I propose to take Questions Nos. 258, 259, 266 and 267 together.

My Department commenced a procurement process for a National Postcode System in 2011. An open and competitive procurement process was conducted in accordance with Department of Finance and EU procurement frameworks.

A pre-qualification questionnaire was issued on www.etenders.gov.ie on January 2011. This invited interested parties to tender for the contract as a postcode management licence holder for a period of 10 years to design, provide, disseminate and maintain a National Postcode System. A number of companies participated in the procurement process. Three parties qualified following Stage 1 of the process. My Department subsequently received two final bids from consortia led by Capita and An Post. In October, 2013, the Government approved the award of a contract to Capita Business Services Ireland Limited.

My Department received correspondence from the EU Commission in August, 2012 regarding certain aspects of the procurement process. The case was fully examined by the Commission which informed the Department in November, 2013 that the matter had been closed on the basis that the Commission could not establish any breach of EU procurement law that would justify the opening of an infringement procedure. The Irish authorities, however, were requested to take measures in relation to the clarity of language to be used in relation to bids by consortia in future procurements.

In reply to a question from the European Parliament on the procurement process for the postcodes project, the then European Commissioner for the Internal Market stated on 14 May 2014 as follows:

The Commission received a complaint regarding the tendering procedure in question, it conducted an investigation into the matter.
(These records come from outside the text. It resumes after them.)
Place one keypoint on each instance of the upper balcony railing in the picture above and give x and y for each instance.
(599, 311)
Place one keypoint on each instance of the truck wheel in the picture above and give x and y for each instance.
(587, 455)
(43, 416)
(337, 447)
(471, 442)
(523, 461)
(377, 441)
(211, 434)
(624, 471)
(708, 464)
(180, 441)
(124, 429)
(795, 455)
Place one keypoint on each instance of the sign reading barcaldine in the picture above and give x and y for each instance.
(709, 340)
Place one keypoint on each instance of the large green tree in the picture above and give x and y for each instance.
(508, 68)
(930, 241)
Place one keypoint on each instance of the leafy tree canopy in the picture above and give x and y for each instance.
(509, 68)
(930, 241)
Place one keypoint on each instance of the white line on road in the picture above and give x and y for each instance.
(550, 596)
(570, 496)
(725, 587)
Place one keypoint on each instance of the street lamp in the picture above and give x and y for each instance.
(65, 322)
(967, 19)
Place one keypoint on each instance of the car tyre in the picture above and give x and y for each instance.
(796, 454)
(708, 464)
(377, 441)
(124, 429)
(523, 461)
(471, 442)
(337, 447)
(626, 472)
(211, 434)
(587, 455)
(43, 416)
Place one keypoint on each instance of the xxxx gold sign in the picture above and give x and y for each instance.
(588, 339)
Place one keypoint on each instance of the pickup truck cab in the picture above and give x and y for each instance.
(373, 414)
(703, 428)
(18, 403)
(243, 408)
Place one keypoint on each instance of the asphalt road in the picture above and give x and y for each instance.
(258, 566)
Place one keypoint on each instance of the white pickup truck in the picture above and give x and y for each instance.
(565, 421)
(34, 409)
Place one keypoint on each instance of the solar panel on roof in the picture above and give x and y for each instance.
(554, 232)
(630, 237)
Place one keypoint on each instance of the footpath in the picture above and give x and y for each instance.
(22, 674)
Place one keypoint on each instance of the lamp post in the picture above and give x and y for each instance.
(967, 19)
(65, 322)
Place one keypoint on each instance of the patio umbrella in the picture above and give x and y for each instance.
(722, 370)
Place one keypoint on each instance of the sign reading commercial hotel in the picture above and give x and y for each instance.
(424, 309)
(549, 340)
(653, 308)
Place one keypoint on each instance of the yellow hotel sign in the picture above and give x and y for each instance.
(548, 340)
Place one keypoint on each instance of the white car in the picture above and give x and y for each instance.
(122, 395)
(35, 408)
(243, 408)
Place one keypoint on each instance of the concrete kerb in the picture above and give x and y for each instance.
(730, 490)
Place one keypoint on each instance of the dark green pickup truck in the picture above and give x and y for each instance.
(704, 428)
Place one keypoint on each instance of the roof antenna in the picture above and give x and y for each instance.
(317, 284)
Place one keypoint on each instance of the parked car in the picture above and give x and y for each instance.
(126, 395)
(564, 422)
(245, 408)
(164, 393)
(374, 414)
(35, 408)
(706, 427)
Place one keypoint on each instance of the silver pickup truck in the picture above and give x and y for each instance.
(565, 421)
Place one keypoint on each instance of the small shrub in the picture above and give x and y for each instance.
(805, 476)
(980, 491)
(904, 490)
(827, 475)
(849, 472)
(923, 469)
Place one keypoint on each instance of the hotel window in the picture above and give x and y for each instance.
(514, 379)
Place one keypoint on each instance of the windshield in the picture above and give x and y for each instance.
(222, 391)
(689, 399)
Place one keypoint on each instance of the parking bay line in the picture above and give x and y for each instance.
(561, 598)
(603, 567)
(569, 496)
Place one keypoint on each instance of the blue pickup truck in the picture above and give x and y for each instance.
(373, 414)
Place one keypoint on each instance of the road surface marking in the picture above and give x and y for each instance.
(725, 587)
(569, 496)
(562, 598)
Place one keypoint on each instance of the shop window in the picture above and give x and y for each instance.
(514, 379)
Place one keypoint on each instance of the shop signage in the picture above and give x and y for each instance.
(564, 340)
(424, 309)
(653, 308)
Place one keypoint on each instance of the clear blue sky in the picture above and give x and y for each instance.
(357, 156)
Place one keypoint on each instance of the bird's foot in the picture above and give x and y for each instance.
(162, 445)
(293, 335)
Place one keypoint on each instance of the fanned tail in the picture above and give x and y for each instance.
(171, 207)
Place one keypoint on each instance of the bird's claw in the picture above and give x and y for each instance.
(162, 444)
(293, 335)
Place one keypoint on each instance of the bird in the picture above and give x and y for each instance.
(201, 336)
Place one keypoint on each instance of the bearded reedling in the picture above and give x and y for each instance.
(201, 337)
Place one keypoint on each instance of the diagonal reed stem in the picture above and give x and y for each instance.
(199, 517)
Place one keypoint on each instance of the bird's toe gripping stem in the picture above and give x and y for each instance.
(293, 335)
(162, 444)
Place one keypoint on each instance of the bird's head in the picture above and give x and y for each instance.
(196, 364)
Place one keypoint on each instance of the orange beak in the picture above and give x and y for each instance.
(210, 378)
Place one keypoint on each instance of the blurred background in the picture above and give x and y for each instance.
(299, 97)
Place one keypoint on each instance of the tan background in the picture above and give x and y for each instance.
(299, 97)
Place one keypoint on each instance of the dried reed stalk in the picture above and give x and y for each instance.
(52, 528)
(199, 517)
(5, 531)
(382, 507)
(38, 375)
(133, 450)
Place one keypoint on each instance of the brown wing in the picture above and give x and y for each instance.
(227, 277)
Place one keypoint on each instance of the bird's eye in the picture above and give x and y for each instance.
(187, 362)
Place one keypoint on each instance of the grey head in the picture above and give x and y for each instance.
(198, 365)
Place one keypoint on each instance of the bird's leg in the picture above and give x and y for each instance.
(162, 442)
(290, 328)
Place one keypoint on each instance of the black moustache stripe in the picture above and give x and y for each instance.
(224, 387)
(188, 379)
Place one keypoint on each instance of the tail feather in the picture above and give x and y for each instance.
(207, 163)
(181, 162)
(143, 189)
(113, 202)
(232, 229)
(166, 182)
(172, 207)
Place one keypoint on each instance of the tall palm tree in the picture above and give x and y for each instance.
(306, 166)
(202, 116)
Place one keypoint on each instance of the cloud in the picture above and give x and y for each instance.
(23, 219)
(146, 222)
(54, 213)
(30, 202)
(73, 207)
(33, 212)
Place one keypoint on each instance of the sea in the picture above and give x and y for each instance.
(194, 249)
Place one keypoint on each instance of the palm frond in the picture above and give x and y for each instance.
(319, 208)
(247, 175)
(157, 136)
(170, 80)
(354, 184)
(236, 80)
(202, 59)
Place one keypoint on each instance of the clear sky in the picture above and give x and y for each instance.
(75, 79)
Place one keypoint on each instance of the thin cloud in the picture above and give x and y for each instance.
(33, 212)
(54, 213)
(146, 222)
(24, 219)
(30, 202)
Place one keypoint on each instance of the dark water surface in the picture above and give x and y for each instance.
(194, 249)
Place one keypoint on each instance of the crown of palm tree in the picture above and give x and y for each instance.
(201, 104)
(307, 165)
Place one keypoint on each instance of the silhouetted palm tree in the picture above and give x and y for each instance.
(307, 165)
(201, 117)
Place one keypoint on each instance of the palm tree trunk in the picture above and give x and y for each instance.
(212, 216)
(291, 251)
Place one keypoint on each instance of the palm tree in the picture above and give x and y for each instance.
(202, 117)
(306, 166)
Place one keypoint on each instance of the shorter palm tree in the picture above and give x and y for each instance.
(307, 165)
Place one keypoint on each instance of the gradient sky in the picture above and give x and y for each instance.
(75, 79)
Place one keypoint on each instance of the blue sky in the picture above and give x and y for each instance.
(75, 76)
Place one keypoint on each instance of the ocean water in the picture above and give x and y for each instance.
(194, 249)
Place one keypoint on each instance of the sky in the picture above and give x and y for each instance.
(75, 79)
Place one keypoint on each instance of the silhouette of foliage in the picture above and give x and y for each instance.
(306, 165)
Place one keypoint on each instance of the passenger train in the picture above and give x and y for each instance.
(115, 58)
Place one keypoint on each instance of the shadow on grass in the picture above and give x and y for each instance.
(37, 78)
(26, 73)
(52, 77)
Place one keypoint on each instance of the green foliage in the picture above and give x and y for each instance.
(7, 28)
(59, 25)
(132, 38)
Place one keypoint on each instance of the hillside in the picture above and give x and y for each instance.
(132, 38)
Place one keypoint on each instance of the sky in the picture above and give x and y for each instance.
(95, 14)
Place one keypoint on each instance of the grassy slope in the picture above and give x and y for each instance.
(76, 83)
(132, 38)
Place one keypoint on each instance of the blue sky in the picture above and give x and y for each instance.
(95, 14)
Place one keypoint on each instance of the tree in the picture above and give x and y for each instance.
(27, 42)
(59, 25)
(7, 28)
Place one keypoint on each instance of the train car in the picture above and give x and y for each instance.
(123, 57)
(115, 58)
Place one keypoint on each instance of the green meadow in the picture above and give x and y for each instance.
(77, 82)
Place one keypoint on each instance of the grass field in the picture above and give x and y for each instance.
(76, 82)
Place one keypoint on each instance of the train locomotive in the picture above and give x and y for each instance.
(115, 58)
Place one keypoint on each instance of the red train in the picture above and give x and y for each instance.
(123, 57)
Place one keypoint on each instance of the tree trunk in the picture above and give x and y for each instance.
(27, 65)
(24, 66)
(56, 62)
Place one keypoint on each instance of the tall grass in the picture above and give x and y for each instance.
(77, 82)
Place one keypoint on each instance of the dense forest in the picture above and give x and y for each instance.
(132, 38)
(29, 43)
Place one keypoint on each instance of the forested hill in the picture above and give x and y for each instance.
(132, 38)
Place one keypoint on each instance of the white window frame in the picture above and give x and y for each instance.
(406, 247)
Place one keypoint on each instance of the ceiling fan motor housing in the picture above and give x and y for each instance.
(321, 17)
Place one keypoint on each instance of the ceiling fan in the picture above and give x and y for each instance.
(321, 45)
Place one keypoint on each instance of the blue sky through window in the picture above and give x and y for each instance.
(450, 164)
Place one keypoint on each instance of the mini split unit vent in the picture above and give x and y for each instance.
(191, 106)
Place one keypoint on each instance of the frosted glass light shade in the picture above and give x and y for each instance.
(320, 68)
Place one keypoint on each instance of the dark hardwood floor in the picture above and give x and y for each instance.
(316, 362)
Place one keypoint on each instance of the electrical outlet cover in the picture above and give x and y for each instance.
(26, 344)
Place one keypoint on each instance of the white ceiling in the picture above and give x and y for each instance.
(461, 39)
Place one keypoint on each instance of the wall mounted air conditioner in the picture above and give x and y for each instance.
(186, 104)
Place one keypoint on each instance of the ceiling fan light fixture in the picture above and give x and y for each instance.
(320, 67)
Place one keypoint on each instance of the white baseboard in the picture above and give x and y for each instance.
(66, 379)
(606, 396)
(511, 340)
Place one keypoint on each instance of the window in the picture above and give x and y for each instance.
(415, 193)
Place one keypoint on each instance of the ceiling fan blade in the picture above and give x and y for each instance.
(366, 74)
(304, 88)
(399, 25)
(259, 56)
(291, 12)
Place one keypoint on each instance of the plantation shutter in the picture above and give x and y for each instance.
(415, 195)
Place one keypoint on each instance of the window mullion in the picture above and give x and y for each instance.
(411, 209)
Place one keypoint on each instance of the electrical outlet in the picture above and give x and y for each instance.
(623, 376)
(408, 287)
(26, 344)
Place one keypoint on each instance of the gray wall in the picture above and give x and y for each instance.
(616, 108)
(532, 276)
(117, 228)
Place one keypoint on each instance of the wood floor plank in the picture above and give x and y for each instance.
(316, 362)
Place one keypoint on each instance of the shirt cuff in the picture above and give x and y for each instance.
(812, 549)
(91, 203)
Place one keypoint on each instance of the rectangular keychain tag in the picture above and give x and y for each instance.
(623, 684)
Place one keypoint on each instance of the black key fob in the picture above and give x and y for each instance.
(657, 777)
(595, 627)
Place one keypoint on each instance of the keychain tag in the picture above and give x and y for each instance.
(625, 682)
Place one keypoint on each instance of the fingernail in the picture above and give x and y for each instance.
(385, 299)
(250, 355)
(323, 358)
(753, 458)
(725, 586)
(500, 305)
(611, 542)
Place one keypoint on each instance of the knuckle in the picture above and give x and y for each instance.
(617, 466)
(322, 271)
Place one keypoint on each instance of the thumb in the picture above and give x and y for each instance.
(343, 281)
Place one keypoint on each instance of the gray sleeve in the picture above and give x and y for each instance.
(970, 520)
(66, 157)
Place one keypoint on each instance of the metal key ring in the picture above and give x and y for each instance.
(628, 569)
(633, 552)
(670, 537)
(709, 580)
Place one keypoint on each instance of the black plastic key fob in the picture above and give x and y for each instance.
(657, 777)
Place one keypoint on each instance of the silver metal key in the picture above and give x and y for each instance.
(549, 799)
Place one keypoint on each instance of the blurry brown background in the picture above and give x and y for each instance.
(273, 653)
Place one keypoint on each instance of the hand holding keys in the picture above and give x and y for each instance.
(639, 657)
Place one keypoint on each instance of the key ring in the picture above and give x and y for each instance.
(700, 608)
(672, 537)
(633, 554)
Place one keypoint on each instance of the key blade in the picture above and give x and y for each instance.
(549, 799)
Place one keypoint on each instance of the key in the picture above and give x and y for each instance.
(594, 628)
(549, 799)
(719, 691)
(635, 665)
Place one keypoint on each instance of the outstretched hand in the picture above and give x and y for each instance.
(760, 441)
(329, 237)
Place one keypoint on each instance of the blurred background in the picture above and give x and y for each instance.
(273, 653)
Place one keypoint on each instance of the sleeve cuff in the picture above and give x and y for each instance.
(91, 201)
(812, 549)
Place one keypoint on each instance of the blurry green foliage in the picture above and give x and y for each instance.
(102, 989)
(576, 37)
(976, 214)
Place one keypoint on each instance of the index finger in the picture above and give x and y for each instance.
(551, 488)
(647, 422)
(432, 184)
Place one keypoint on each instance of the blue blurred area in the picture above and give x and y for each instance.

After having received the requested clarifications from the Irish authorities, the Commission closed the file. Based on the available information, the Commission departments could not establish any violation of EU public procurement law that would justify the opening of an infringement procedure.

In April, 2015 in further correspondence, the EU Commission asked for additional information on the measures that have been adopted by the Irish authorities to avoid the possible misinterpretation of the language which arose in the pre-qualification questionnaire. My Department have responded to this request having consulted with the Office of Government Procurement.